Le modèle le plus courant a été nommé type “fluvial” par LAURENTY : sa répartition géographique très étendue est telle que l’instrument ne peut pas être rattaché à un seul peuple ou à une seule région. L’adjectif “fluvial” se rapporte à la répartition de l’instrument que l’on retrouve chez des peuples vivant le long des rives des grands fleuves du Congo. L’aspect le plus typique de cet instrument est sa caisse de résonance en forme de boîte, les lamelles métalliques et le support auquel celles-ci sont fixées. La caisse de résonance en forme de boîte est au départ un morceau de bois rectangulaire évidé par un des côtés afin de créer un espace creux à l’intérieur. Le côté ainsi ouvert est ensuite refermé à l’aide d’une fine planchette dont les bords sont colmatés à l’aide de résine ou de caoutchouc. Sur la face latérale et sur la face inférieure de la caisse de résonance, une petite ouverture est pratiquée qui permet au musicien de modifier le timbre en bouchant à l’aide d’un doigt l’ouverture de la face inférieure ou en pressant l’ouverture de la face latérale en tenant l’instrument contre son ventre. La plupart du temps, ces lamellophones ont un nombre élevé de lamelles, de 6 à 18, avec une moyenne de 10, ce qui permet au musicien d’interpréter –généralement- une mélodie en ostinato qui accompagne ses chants. Ce type de lamellophone, souvent appelé likembe ou un dérivé de ce terme, se trouve de manière plus ou moins répandue sur une grande aire de répartition en République démocratique du Congo, en République populaire du Congo, dans le sud-ouest de la République centrafricaine, au Rwanda, au Burundi et dans certaines régions de l’est de l’Angola et du nord-ouest de la Zambie.

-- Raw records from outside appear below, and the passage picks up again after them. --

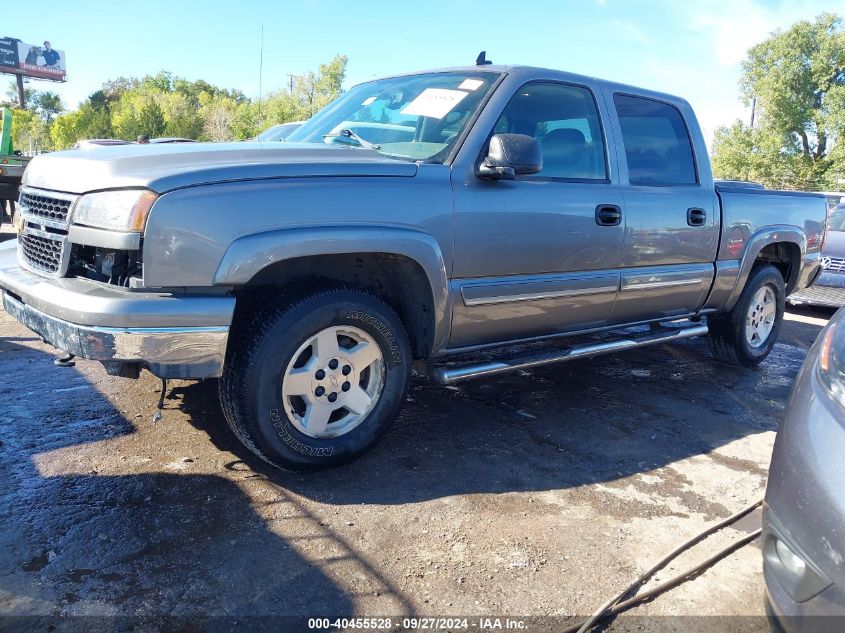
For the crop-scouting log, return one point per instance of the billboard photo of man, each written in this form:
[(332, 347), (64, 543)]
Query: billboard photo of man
[(51, 57), (43, 61)]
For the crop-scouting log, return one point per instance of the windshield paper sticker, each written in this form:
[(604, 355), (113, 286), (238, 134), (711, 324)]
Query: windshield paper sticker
[(470, 84), (434, 102)]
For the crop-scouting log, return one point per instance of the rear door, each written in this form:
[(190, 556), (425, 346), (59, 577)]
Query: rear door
[(671, 210)]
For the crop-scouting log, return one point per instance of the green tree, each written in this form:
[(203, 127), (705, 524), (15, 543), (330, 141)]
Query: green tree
[(30, 132), (65, 130), (798, 80), (150, 119), (29, 96), (48, 105), (312, 91)]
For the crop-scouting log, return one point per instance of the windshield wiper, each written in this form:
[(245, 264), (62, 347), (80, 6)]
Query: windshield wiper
[(347, 133)]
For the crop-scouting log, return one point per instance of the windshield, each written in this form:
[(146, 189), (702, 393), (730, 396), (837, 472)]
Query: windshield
[(836, 220), (416, 117)]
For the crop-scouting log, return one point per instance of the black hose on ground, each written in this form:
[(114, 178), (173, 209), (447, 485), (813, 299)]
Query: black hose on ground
[(615, 605)]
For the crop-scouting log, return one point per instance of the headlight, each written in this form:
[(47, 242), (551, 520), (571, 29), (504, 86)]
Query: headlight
[(124, 210), (831, 363)]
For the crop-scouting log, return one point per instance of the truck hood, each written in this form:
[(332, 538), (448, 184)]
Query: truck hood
[(164, 167)]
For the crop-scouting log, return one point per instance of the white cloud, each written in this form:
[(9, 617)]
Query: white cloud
[(633, 31), (734, 26)]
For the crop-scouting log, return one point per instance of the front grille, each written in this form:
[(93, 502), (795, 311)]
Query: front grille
[(43, 254), (46, 206), (836, 265)]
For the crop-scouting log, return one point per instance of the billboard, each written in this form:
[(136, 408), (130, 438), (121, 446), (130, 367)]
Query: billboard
[(31, 60)]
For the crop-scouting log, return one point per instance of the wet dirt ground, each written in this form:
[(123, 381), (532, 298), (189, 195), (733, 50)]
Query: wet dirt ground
[(537, 493)]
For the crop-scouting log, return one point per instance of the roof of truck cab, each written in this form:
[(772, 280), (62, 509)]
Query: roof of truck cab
[(537, 72)]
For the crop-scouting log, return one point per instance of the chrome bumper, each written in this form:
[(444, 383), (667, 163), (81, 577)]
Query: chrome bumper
[(172, 336), (175, 352)]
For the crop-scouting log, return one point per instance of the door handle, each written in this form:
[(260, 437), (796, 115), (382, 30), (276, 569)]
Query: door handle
[(608, 215), (696, 216)]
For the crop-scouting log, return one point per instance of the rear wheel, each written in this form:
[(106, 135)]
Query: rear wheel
[(316, 381), (748, 333)]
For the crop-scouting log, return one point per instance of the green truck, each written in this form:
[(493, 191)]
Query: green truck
[(12, 165)]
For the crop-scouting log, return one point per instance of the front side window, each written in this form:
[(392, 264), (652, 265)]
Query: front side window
[(657, 143), (415, 117), (566, 122)]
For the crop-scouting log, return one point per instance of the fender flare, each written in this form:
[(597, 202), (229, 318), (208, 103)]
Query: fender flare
[(248, 255), (756, 243)]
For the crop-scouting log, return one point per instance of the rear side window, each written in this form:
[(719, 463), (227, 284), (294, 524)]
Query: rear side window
[(565, 121), (657, 143)]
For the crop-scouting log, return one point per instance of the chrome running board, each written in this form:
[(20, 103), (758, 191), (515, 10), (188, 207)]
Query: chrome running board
[(448, 376)]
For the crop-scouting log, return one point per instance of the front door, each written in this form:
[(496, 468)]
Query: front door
[(540, 254)]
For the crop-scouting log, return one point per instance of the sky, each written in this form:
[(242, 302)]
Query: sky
[(692, 48)]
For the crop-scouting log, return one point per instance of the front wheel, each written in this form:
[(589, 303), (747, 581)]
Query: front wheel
[(748, 333), (315, 382)]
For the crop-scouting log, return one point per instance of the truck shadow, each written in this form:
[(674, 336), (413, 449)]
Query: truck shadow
[(557, 427), (164, 550)]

Le type fluvial est également répandu, dans une finition assez particulière, au Bas Congo : le lamellophone est dans ce cas richement orné de décorations réalisées à l’aide d’un tison qui brûle le bois (dessins géométriques, plantes, fleurs, feuilles, etc.). Ce type est unique en son genre, à tel point que l’on peut se demander s’il ne s’agit pas d’une variante locale confectionnée par un seul et même fabricant et qui aurait abouti par hasard dans notre collection, ceci d’autant plus que les recherches organologiques antérieures menées dans cette région n’ont jamais fait mention d’un pareil type de sanza.

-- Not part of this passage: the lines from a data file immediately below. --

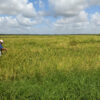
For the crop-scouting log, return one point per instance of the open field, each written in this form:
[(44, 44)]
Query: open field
[(50, 68)]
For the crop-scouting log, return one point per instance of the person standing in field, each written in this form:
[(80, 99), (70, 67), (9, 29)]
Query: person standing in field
[(1, 47)]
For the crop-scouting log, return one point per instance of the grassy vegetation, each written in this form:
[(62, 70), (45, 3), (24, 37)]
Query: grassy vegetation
[(50, 68)]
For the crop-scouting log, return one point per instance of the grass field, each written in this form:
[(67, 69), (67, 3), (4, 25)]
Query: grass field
[(50, 68)]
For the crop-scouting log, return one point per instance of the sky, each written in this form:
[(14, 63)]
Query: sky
[(49, 16)]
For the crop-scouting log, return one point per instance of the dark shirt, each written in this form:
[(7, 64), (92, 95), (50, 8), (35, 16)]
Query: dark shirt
[(1, 47)]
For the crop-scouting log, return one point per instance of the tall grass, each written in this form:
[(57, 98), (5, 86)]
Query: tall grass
[(50, 68)]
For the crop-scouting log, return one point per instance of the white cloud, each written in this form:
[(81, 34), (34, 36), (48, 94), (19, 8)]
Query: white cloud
[(16, 7), (67, 7)]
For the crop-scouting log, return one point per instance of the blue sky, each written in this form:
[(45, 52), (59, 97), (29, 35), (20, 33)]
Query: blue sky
[(49, 16)]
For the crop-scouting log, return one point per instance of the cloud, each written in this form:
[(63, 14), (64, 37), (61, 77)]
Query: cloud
[(17, 7), (67, 8)]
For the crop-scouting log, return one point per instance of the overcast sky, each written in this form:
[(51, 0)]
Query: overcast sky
[(49, 16)]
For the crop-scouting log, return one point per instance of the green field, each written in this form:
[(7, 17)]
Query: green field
[(50, 68)]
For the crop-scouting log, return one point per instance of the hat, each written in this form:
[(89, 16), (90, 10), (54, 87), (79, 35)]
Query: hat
[(1, 41)]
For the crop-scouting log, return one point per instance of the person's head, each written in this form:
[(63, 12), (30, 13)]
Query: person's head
[(1, 41)]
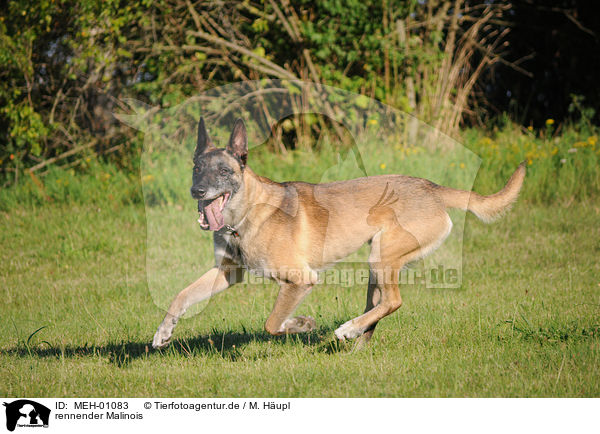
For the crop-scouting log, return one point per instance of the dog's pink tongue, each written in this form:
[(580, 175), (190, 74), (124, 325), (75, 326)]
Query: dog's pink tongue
[(214, 216)]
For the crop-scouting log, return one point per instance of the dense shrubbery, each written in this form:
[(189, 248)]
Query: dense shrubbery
[(66, 66)]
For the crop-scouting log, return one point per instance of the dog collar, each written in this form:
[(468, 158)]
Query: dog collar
[(231, 230)]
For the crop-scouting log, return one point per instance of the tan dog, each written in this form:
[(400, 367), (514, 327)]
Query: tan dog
[(290, 231)]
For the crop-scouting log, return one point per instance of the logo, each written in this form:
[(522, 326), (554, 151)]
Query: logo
[(26, 413)]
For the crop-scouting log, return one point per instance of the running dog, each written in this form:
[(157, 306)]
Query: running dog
[(290, 231)]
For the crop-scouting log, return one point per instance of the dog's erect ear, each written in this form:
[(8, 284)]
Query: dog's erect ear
[(204, 141), (238, 142)]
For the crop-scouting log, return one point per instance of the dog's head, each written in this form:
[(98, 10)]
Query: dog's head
[(217, 175)]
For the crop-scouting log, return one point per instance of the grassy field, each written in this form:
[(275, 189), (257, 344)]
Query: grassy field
[(525, 323)]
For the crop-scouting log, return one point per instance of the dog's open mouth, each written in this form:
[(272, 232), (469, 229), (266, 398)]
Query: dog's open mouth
[(211, 212)]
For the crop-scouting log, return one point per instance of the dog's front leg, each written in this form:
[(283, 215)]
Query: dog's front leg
[(289, 297), (213, 281)]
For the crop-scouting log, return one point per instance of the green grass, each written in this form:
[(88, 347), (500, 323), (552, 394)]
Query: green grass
[(525, 323)]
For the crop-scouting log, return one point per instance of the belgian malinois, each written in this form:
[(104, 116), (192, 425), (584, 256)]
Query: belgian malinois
[(290, 231)]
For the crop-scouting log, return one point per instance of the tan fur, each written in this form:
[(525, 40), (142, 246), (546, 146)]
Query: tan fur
[(290, 231)]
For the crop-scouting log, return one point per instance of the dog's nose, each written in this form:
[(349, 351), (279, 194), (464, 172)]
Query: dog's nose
[(198, 192)]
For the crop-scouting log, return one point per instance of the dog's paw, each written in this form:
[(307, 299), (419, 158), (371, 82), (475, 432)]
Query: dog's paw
[(162, 337), (347, 331)]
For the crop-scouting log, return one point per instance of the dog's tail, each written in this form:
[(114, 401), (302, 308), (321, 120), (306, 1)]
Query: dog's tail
[(486, 208)]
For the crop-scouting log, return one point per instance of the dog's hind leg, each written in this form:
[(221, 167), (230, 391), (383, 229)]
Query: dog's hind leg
[(391, 250), (373, 299), (215, 280), (289, 297)]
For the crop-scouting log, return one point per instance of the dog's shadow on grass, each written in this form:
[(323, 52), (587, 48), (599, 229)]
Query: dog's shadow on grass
[(227, 344)]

Un certain nombre de lamellophones ont la particularité de posséder une caisse de résonance très spécifique. Alors que la majorité des sanzas possède une caisse de résonance en bois ou en calebasse, nous détenons dans notre collection 17 lamellophones dont la caisse de résonance a été confectionnée à l’aide de carapaces de tortues ou à l’aide de crânes humains ou animaux. On retrouve de tels instruments dans la région de l’Oubangui tout autour de la grande boucle du fleuve Congo dans le nord : cette région est peuplée par les Ngombe. Quant à savoir pourquoi des crânes humains ont été utilisés, aucune réponse n’a encore été trouvée à l’heure actuelle. Bien que la nature du matériau utilisé puisse faire penser à une signification rituelle, il convient de rester prudent lorsqu’il s’agit d’interpréter ce genre de phénomène. Quoi qu’il en soit, l’utilisation de crânes humains ou animaux pour la confection d’instruments de musique demeure tout à fait inhabituelle.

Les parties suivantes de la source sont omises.